We’ve had three letters to the editor published in the past six weeks in The New York Times, the Los Angeles Times and the Washington Post.
Matter of Perspective
The New York Times
May 31, 2016
As an American who has visited Hiroshima and Nagasaki on many occasions, I believe there is a fundamental difference in the way Americans and Japanese view the bomb. The American perspective is from above the bomb and its symbol, the mushroom cloud. The Japanese perspective is from beneath the bomb.
The view from above the bomb leads to reliance on nuclear weapons and ultimately to an evolutionary dead-end for our species, while the view from beneath the bomb engages our moral decency and leads to abolishing these devices of mass annihilation and preserving the planet for future generations.

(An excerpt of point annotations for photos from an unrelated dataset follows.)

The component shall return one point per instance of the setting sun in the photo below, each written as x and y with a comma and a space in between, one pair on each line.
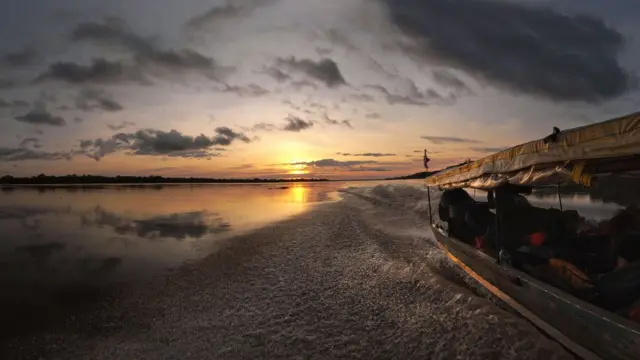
298, 172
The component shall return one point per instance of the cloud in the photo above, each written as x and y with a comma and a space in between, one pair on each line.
121, 125
23, 153
230, 10
41, 117
171, 143
369, 154
7, 83
251, 90
296, 124
413, 96
225, 136
25, 57
277, 74
242, 167
325, 70
488, 149
115, 32
301, 84
86, 143
100, 71
151, 142
263, 127
361, 98
373, 169
90, 99
30, 142
528, 49
449, 80
449, 139
330, 121
4, 104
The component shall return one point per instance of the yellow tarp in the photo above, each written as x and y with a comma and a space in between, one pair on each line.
525, 163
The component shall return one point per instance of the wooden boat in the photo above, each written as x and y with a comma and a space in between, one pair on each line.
585, 156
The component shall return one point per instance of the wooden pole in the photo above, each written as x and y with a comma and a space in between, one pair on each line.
429, 199
560, 197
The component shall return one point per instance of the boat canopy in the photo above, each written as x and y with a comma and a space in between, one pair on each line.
577, 156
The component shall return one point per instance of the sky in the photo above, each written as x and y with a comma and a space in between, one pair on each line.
340, 89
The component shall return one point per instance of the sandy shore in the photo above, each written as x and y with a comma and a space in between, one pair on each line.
346, 280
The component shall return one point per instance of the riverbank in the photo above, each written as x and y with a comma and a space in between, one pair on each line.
346, 280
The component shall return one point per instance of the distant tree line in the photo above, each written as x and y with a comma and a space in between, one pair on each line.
93, 179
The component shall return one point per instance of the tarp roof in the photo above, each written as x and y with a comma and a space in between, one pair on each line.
570, 155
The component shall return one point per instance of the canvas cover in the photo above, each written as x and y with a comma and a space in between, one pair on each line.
575, 155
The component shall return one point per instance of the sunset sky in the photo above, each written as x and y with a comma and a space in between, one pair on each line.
287, 88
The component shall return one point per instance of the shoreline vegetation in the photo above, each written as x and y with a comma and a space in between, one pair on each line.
98, 180
74, 179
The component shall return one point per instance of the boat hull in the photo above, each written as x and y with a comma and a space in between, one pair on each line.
584, 329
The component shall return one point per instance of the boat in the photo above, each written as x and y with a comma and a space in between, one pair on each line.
583, 156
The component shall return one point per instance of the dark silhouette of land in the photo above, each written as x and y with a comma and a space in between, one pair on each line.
424, 174
93, 179
420, 175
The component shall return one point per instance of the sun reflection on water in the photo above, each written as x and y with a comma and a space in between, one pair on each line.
298, 194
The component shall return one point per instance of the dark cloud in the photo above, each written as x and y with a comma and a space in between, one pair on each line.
361, 98
263, 127
323, 51
99, 71
92, 99
225, 136
369, 154
529, 49
373, 169
243, 167
251, 90
172, 143
25, 57
23, 153
447, 79
332, 163
277, 74
413, 95
293, 106
7, 83
31, 142
301, 84
146, 53
86, 144
41, 117
449, 139
296, 124
330, 121
325, 70
4, 104
121, 125
230, 10
488, 149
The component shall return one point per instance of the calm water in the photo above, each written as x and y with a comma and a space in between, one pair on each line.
116, 233
63, 247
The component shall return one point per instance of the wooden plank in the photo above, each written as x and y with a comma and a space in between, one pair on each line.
578, 350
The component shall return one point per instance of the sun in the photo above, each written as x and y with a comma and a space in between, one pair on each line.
298, 172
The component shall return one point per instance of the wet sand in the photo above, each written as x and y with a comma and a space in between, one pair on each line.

David Krieger, Santa Barbara, Calif.
The writer is the president of the Nuclear Age Peace Foundation.
It Isn’t Enough for Obama to Talk About Nuclear Proliferation at Hiroshima
Los Angeles Times
May 13, 2016
Last year, my organization brought Setsuko Thurlow, a survivor of the U.S. atomic bombing of Hiroshima, to Santa Barbara to honor her for her lifetime of advocacy for the abolition of nuclear weapons. Thurlow and so many other survivors have dedicated their lives to abolishing nuclear weapons so nobody will again suffer as they did.
This is the real lesson of Hiroshima. For the White House to propose a modest speech about the importance of nuclear nonproliferation during the first visit to that city by a sitting president is cowardly and misses the point completely. (“Obama will be first U.S. president to visit Hiroshima — but he’ll make no apologies,” May 10)

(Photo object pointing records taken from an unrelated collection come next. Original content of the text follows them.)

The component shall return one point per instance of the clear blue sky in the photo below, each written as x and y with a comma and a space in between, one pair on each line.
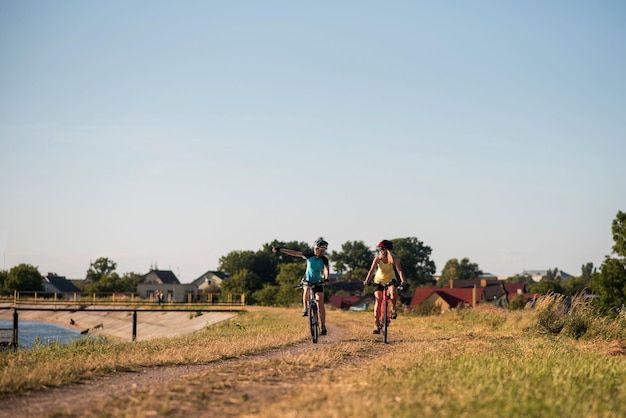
175, 132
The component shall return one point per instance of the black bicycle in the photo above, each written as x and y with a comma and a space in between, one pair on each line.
312, 309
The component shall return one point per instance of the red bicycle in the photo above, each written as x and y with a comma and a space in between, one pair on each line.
383, 316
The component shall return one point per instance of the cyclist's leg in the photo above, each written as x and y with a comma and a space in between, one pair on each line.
319, 295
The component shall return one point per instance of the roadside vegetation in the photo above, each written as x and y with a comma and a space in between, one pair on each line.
556, 359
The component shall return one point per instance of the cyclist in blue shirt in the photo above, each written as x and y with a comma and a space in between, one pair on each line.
317, 271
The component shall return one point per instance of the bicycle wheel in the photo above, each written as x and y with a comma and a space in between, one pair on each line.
385, 323
314, 322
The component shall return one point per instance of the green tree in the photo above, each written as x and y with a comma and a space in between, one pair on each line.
284, 258
523, 279
102, 278
243, 281
23, 278
353, 255
549, 283
415, 260
577, 285
288, 277
3, 277
129, 281
267, 295
100, 269
618, 228
610, 283
517, 303
262, 263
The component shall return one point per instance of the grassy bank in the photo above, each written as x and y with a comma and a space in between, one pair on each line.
484, 362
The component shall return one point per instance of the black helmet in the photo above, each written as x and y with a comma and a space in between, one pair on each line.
321, 243
386, 244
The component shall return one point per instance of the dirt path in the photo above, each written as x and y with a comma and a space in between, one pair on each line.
90, 397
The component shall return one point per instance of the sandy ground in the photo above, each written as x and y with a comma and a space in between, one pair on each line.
120, 324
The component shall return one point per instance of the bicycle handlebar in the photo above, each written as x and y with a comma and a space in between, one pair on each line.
311, 284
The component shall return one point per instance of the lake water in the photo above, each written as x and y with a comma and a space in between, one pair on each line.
29, 331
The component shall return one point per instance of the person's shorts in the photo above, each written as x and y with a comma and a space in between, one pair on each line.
318, 288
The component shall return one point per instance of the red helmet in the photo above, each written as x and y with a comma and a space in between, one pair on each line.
386, 244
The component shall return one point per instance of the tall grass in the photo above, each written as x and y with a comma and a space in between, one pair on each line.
483, 361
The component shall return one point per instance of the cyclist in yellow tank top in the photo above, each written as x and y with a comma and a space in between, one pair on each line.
385, 265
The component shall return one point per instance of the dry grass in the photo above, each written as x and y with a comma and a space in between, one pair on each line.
477, 362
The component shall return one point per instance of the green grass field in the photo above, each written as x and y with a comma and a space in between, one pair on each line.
482, 362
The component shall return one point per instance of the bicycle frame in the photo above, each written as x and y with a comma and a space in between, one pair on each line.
382, 316
312, 309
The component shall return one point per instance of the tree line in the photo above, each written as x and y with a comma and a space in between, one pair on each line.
269, 279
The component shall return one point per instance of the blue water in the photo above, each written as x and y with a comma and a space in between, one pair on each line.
29, 331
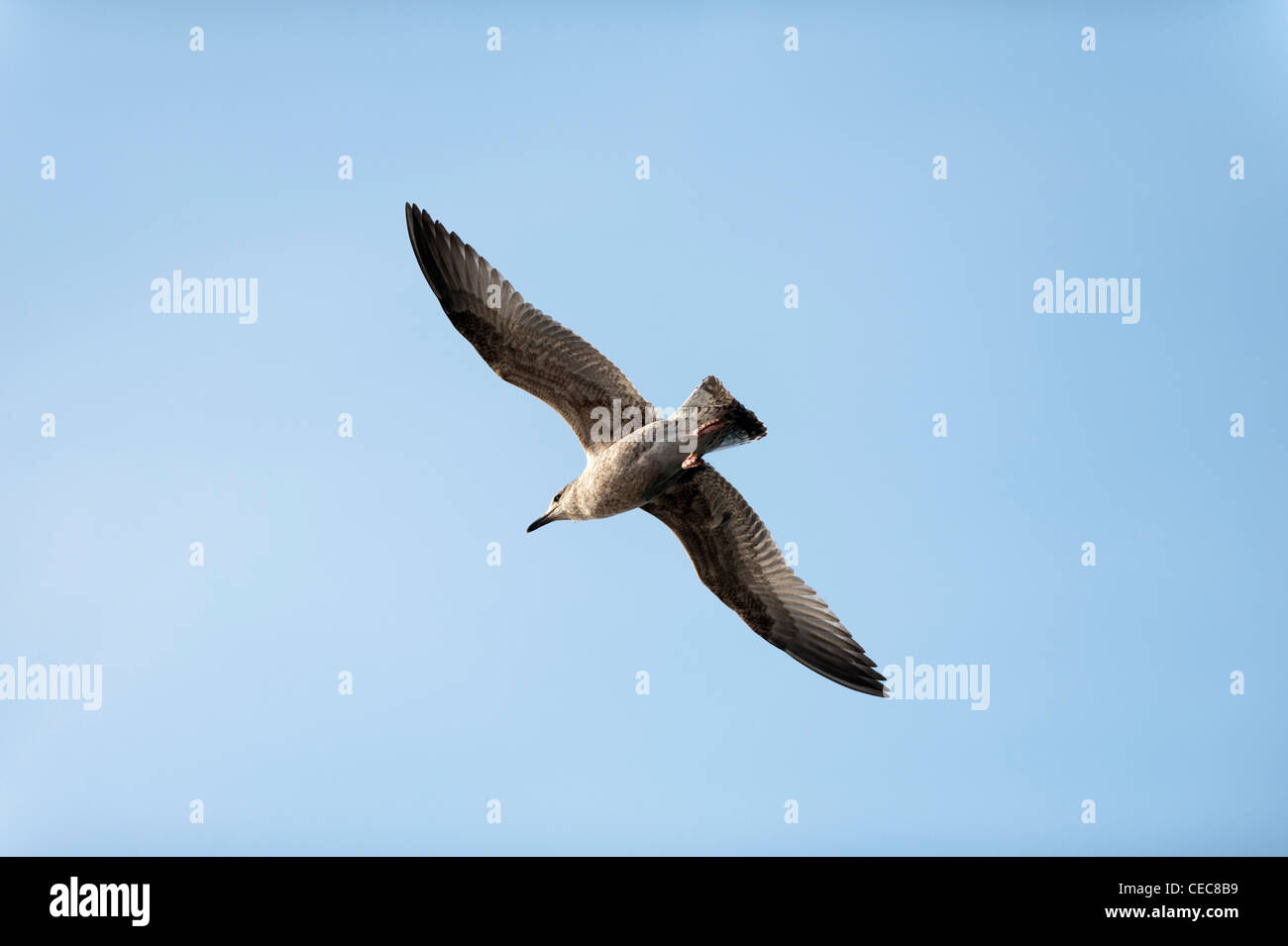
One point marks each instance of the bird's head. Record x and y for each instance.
(561, 507)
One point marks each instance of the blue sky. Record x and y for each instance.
(518, 683)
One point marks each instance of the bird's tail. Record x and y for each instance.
(711, 402)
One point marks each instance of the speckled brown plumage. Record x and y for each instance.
(732, 550)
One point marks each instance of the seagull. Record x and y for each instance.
(636, 459)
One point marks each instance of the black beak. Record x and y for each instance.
(541, 521)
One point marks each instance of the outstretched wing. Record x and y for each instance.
(520, 344)
(737, 559)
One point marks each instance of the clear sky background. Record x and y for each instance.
(516, 683)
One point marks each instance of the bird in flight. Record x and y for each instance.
(649, 463)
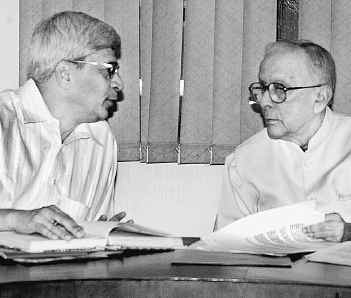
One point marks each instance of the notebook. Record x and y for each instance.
(100, 235)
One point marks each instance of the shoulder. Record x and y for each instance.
(250, 149)
(102, 132)
(8, 102)
(341, 123)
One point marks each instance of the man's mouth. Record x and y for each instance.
(271, 120)
(111, 106)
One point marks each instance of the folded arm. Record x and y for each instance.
(49, 221)
(333, 228)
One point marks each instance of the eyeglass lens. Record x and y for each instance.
(276, 91)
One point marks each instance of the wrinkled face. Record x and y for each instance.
(95, 92)
(291, 119)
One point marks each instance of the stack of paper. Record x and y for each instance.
(277, 231)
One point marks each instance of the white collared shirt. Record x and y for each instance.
(264, 173)
(37, 169)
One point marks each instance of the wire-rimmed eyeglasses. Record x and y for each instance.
(111, 67)
(277, 91)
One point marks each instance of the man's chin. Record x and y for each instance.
(274, 133)
(111, 107)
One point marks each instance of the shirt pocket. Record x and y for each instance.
(77, 210)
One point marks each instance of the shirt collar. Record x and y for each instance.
(324, 130)
(35, 110)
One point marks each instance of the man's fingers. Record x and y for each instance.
(58, 223)
(102, 218)
(118, 217)
(329, 230)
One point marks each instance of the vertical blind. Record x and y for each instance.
(214, 47)
(331, 27)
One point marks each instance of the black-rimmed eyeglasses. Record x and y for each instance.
(277, 91)
(111, 67)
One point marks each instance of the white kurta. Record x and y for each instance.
(264, 173)
(37, 169)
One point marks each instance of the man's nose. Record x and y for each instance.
(116, 87)
(266, 99)
(117, 82)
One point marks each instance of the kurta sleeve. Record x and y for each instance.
(239, 197)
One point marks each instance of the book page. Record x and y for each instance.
(337, 254)
(277, 231)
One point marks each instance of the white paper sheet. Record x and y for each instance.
(277, 231)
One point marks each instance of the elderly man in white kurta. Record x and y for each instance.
(58, 156)
(304, 151)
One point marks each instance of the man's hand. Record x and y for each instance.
(332, 229)
(49, 221)
(117, 217)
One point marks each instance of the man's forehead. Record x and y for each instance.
(104, 55)
(286, 63)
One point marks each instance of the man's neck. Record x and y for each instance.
(315, 124)
(59, 107)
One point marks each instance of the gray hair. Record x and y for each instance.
(67, 35)
(321, 60)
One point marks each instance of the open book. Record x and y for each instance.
(100, 235)
(277, 231)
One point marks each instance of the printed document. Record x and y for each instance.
(277, 231)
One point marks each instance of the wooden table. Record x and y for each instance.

Yes, it is important that no additional nations acquire nuclear weapons. But the story of human suffering that Hiroshima tells makes it clear that the 15,000-plus nuclear weapons in the arsenals of a handful of countries must be abolished with urgency.
There exists an international legal obligation to pursue — and bring to a conclusion — negotiations on nuclear disarmament. President Obama should dedicate the final months of his presidency to fulfilling this long-delayed obligation. That would be a legacy worth creating.

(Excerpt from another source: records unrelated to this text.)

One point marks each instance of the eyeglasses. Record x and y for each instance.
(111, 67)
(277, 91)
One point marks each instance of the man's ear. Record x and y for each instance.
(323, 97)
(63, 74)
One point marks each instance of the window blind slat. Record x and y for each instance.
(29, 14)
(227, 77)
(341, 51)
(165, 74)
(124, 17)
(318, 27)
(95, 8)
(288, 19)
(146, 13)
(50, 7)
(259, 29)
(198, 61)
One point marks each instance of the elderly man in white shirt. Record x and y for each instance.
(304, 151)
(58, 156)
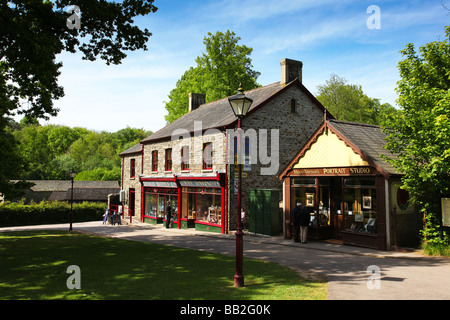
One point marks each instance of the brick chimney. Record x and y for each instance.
(290, 69)
(196, 100)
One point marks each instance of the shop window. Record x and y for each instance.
(168, 160)
(132, 168)
(304, 182)
(154, 160)
(207, 156)
(155, 204)
(151, 205)
(246, 161)
(185, 158)
(293, 106)
(202, 204)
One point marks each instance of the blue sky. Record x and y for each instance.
(327, 36)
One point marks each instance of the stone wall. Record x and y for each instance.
(294, 129)
(132, 183)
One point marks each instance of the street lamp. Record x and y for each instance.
(240, 105)
(72, 176)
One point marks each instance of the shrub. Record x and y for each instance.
(48, 212)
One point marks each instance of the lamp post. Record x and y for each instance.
(240, 105)
(72, 176)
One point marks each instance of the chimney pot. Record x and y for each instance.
(196, 100)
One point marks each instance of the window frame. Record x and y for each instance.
(155, 161)
(207, 163)
(185, 158)
(168, 159)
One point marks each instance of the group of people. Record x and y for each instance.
(111, 218)
(301, 219)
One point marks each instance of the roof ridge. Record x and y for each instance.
(355, 123)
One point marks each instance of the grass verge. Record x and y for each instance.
(34, 266)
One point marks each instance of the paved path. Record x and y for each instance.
(403, 276)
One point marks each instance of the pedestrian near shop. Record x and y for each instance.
(296, 221)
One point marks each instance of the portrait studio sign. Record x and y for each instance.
(333, 171)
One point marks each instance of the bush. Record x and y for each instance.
(48, 212)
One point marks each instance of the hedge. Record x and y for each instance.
(48, 212)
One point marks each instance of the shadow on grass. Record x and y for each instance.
(34, 266)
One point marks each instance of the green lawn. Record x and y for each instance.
(33, 265)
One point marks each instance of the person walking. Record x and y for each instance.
(168, 214)
(305, 218)
(296, 221)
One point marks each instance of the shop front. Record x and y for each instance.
(198, 202)
(344, 182)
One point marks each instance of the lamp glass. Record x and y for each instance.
(240, 104)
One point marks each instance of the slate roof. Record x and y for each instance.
(61, 190)
(63, 185)
(369, 139)
(218, 114)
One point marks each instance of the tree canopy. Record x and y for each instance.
(32, 34)
(348, 102)
(217, 74)
(420, 134)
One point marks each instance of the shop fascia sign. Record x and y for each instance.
(333, 171)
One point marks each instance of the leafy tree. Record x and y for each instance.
(420, 134)
(348, 102)
(218, 73)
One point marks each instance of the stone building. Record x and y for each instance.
(191, 162)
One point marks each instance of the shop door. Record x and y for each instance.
(336, 210)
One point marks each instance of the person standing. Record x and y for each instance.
(305, 219)
(168, 214)
(296, 221)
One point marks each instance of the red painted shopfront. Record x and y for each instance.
(198, 201)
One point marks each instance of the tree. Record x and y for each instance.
(348, 102)
(32, 33)
(420, 134)
(218, 73)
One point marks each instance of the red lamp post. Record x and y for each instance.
(240, 105)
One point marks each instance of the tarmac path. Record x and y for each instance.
(402, 276)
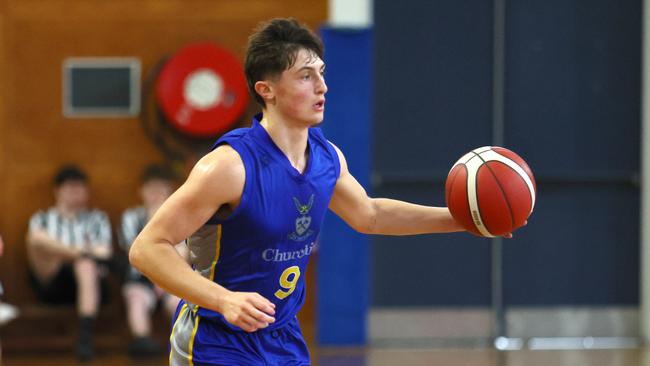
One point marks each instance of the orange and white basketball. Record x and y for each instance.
(490, 191)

Rick Wayman, Santa Barbara
The writer is director of programs for the Nuclear Age Peace Foundation.
The Meaning of Hiroshima, 70 Years Later
Washington Post
April 19, 2016
Regarding the April 16 editorial “The lessons and legacy of Hiroshima”:
The leaders of every nation possessing nuclear weapons should be required to visit Hiroshima. This, of course, includes President Obama and whoever is elected as his successor in November. Abstract theories of national security and nuclear deterrence have been stubbornly followed for more than 70 years while willfully turning a blind eye to the very real catastrophic human consequences of nuclear weapons.
The Post’s call for further reductions in nuclear arsenals is important, but quantitative reductions lose their meaning when the remaining hundreds or thousands of nuclear weapons are made more “usable” and equipped with new military capabilities.
The United States is in the midst of a $1 trillion, 30-year program to modernize all aspects of its nuclear arsenal: the warheads, delivery systems, production facilities and command-and-control system. The other eight nuclear-armed nations are also engaged in modernization efforts. A visit to Hiroshima would underline the moral and humanitarian imperatives to abolish nuclear weapons. This, taken together with the existing legal obligations to pursue in good faith — and bring to a conclusion — negotiations on nuclear disarmament, makes it clear that continuing with business as usual is unacceptable.
Rick Wayman, Santa Barbara
The writer is director of programs for the Nuclear Age Peace Foundation.